“這是在楓葉上塗了一層色料,在上麵寫字,平日裏都看不出來,隻有放在特製的藥水中浸泡,才能顯現出來。這東西,是傳遞消息的極佳道具。”
“竟然還有這樣的東西?”珈藍驚訝的瞪著眼去瞧那片楓葉,一臉驚奇:“我從未見過這樣傳遞消息的方式,確實很新奇呢。”
“是挺新奇。我也是剛找到製作藥水的方子,才泡製了一份。既然正巧珈藍你也過來了,就同我一道兒,看看這葉子放在藥水裏,是不是真的可以顯出字來吧。”晃了晃手上的楓葉,燕珺笑的溫柔。
不知是不是月光映照的原因,珈藍的麵色有些蒼白,笑容也似乎僵硬了一些。她抿了抿唇,輕聲應到:“好。”
於是燕珺笑眯眯的拿了一隻碗嗎,從櫥櫃裏拿來一包藥粉倒在空碗裏,而後兌上半碗水。藥粉很快便化開了,水依舊很是清澈,看起來同一開始並沒有什麼不同。
但是不知為何,站在一邊看著的珈藍,麵色似乎越來越蒼白,臉嘴唇上的血色,都有些褪去。

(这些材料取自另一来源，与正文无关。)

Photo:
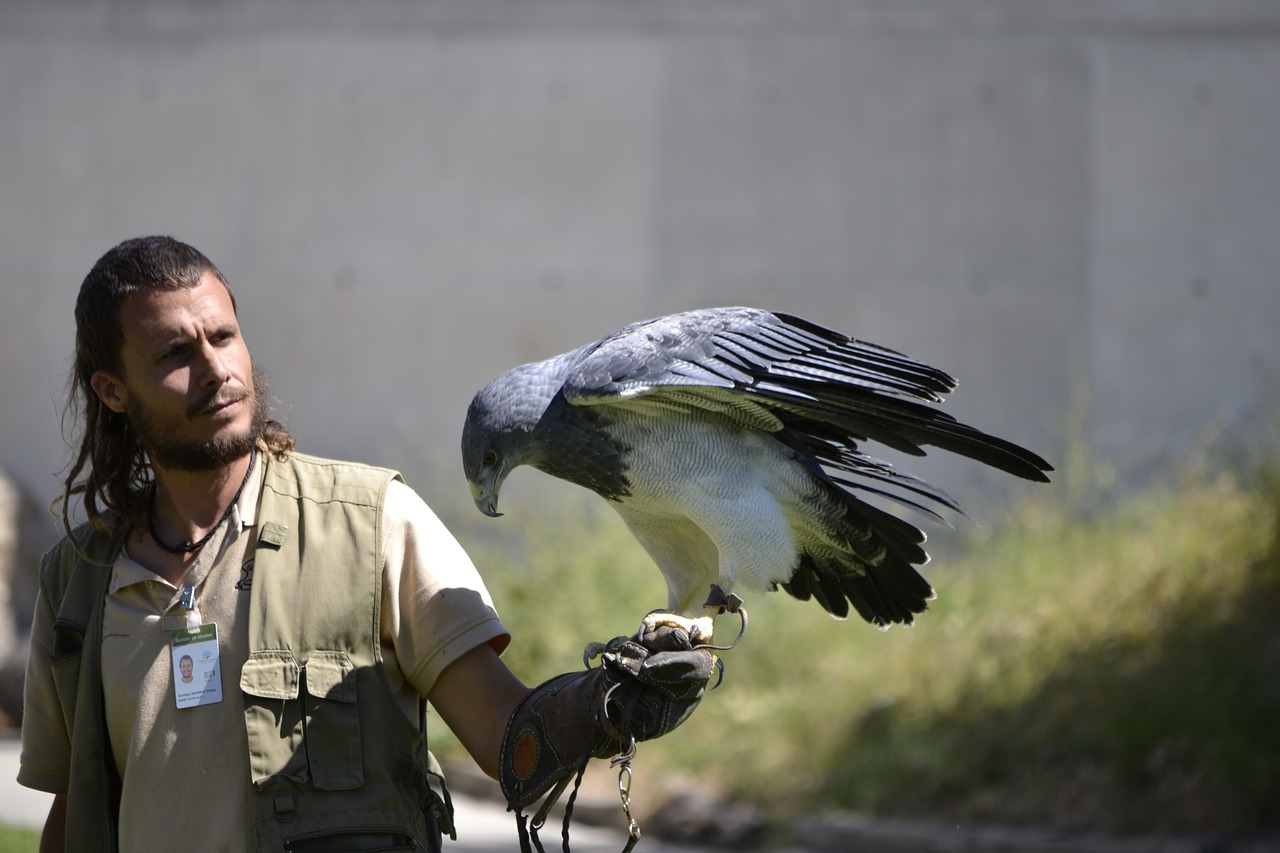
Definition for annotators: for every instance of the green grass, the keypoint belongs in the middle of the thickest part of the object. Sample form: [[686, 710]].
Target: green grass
[[18, 840], [1116, 669]]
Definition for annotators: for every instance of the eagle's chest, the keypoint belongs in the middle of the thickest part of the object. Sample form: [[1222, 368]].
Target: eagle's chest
[[677, 460]]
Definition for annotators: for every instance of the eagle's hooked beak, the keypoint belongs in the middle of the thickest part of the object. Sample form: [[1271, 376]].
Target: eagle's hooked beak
[[485, 498]]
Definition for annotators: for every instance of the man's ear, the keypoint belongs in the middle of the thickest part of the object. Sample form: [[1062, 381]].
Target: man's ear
[[109, 389]]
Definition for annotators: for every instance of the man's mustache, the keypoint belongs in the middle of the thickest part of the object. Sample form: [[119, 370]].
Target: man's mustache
[[215, 400]]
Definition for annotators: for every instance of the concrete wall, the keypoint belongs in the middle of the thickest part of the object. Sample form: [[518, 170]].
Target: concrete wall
[[411, 197]]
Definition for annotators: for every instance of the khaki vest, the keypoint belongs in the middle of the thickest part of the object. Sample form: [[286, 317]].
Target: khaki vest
[[334, 762]]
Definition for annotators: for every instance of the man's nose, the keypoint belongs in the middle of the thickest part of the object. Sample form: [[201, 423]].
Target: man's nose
[[214, 369]]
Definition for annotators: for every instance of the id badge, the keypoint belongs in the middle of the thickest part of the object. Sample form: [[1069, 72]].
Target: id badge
[[196, 674]]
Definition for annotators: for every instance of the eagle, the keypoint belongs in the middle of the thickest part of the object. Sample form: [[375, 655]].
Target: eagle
[[730, 441]]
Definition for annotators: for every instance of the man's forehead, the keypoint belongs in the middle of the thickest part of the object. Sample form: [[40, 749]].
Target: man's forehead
[[164, 311]]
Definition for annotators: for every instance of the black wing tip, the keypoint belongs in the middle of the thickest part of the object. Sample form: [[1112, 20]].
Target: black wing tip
[[890, 593]]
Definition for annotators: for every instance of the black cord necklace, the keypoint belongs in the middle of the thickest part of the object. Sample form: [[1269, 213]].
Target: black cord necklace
[[187, 547]]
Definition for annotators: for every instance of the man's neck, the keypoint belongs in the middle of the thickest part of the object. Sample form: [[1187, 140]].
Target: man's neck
[[186, 509]]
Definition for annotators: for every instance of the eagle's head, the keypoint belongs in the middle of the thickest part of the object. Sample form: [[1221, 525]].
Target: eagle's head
[[498, 434]]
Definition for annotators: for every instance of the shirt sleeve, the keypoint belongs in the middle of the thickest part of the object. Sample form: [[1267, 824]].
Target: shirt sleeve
[[46, 751], [435, 606]]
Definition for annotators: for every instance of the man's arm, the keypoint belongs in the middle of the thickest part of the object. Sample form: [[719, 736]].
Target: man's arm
[[53, 839], [475, 696]]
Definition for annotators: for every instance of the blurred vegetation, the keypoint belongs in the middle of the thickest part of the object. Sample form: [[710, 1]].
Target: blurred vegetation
[[1092, 661], [14, 839]]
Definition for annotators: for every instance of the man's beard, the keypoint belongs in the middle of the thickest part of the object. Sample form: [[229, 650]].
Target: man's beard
[[167, 450]]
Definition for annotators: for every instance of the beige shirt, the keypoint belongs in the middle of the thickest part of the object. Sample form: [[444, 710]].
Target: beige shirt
[[186, 771]]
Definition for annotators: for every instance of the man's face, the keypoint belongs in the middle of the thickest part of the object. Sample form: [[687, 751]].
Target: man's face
[[187, 379]]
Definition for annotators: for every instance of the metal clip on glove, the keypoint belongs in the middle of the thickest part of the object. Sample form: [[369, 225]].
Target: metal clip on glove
[[645, 687]]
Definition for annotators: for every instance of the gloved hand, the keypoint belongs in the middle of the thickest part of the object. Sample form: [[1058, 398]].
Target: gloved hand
[[645, 687]]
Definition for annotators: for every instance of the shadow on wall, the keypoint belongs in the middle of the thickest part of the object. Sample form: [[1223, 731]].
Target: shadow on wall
[[26, 530]]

燕珺一心一意注意水裏的動靜,見藥粉都化開了,便把楓葉放入碗中,讓它漂浮在水麵上。
葉子一點一點沾染上藥水,漸漸的,顏色竟然開始變淡,藥水卻逐漸染上了暗紅。靜靜的注視著水裏的變化,沒有多久,葉子上竟然真的顯出了淺淺一行小字來:唐沐姿留書出走,燕珺心神不寧,等時機。

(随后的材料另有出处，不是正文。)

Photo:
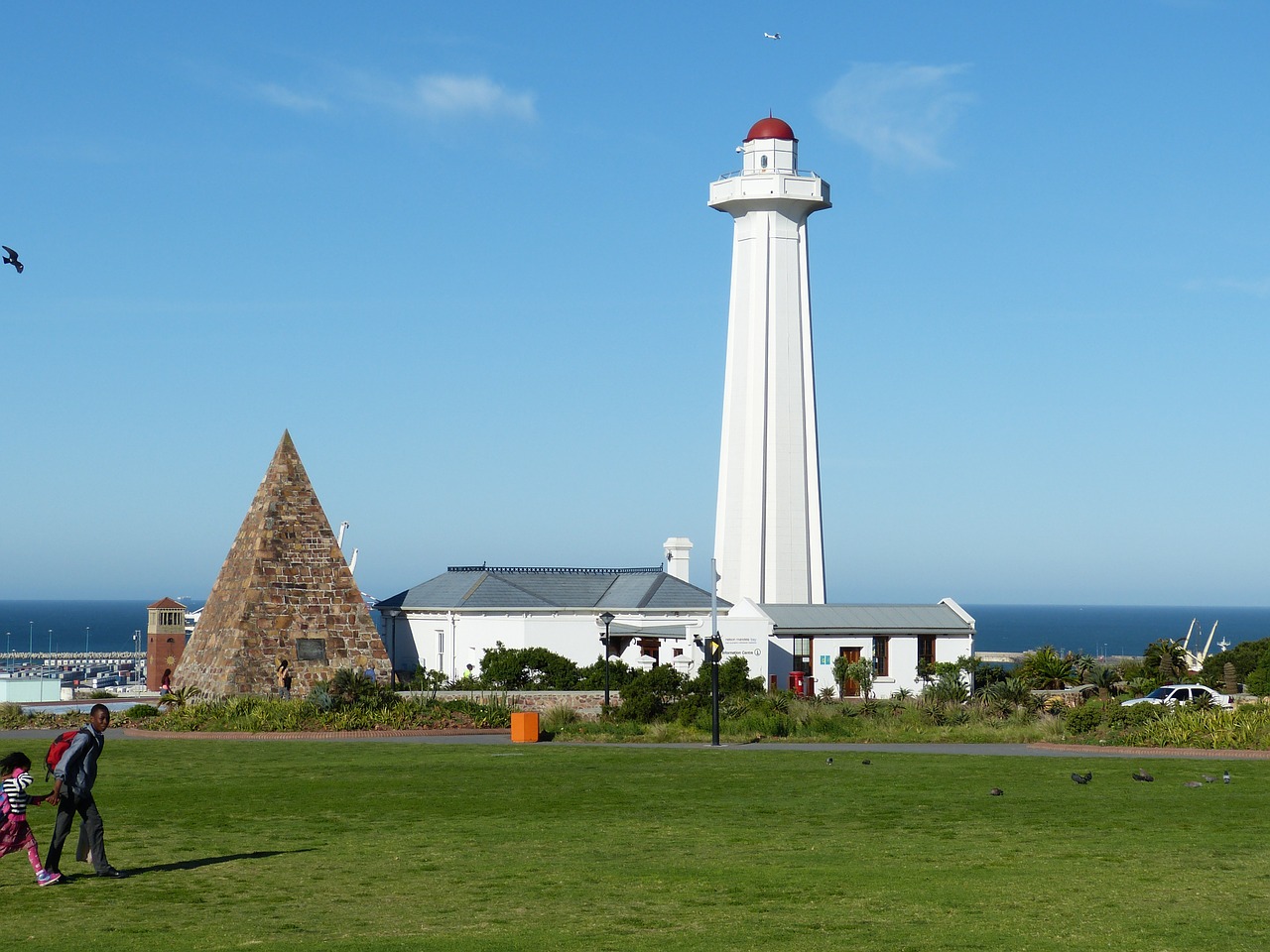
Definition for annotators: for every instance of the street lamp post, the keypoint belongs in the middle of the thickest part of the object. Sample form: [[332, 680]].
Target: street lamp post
[[607, 619]]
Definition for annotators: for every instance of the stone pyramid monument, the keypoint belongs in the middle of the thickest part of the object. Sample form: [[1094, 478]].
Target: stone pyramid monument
[[285, 592]]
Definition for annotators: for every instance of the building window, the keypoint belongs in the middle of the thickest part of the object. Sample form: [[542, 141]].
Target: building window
[[881, 656], [925, 655]]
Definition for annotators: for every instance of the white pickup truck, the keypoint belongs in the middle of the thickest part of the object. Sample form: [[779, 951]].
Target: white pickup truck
[[1183, 694]]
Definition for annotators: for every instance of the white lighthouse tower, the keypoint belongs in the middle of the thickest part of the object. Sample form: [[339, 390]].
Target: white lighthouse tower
[[767, 529]]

看清楚那上麵顯現的字跡,珈藍臉上的最後一絲血色也總算是褪了個幹淨,慘白慘白的,很有些滲人。她緊咬著下唇,一句話也不說。
“這字跡,我總覺得很熟悉。”輕笑一聲,燕珺轉頭去看珈藍:“對了,珈藍從前跟著我學寫了一段時日的字,我記得,你那字跡,同這上麵的,似乎很相像呢。”
聽了燕珺的話,珈藍也不回應,依舊半低著頭,好似被點了穴道一般。
“忽然想起來,你出去念書的時候給我寫過幾封信,我還一直收著。正巧,現在可以拿出來比對一下,看看是不是真的很像。”燕珺聲音溫柔,好似充滿了好奇的孩童一般,一臉躍躍欲試。轉身又去櫥櫃了抽出一張信箋來,不急不慢的打開。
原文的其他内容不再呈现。